On August 14, a devastating earthquake struck Haiti, leaving more than 650,000 people in need of emergency humanitarian assistance.
More than 137,000 homes and 60 health facilities were damaged or destroyed.
As of November 9, International Medical Corps had provided nearly 4,800 medical consultations
International Medical Corps has reached more than 4,591 community members with hygiene promotion at the EMT.

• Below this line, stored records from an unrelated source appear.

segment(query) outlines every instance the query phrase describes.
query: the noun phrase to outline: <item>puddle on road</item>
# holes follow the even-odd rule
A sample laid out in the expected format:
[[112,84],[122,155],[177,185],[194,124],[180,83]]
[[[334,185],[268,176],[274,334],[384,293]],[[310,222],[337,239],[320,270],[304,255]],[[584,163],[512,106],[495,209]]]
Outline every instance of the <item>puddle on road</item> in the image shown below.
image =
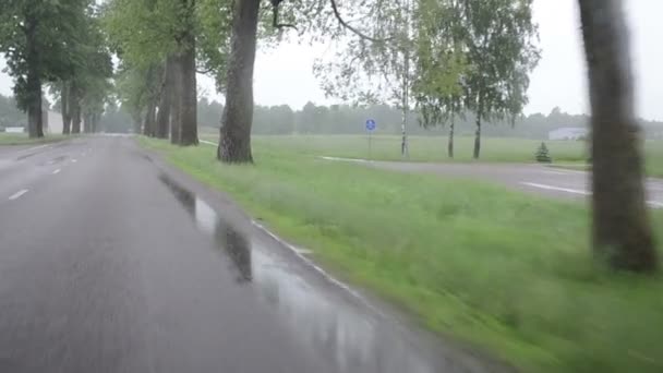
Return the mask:
[[[214,238],[236,266],[237,279],[253,286],[296,330],[302,345],[333,362],[343,373],[433,373],[439,357],[424,357],[393,322],[371,316],[341,297],[329,299],[298,275],[294,264],[279,258],[224,220],[208,204],[166,175],[159,179],[191,214],[197,228]],[[325,292],[328,294],[328,291]],[[409,339],[408,339],[409,340]],[[437,369],[435,368],[437,366]],[[446,369],[457,371],[453,363]],[[445,369],[445,371],[447,371]]]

On August 14, a 7.2 magnitude earthquake struck Haiti’s Tiburon Peninsula, causing 2,248 deaths and injuring more than 12,760 people. Nearly three months after the earthquake, though consultations directly and indirectly related to the event have almost completely subsided, the operating environment for aid organizations remains more challenging that it was at the time of the earthquake itself. Amid an ongoing fuel crisis, national transportation strikes, uncontrolled gang violence and a kidnapping of 17 North American missionaries1 that garnered international attention, daily operations carried out by aid organizations are faced with significant obstacles and security threats. The United States Embassy has urged Americans to return to the United States due to the high risk of kidnapping and because of the potential of the fuel crisis to decrease the frequency of commercial flights.2 Aid organizations continue to practice vigilance, limit their mobility and exercise extreme caution in carrying out day-to-day operations.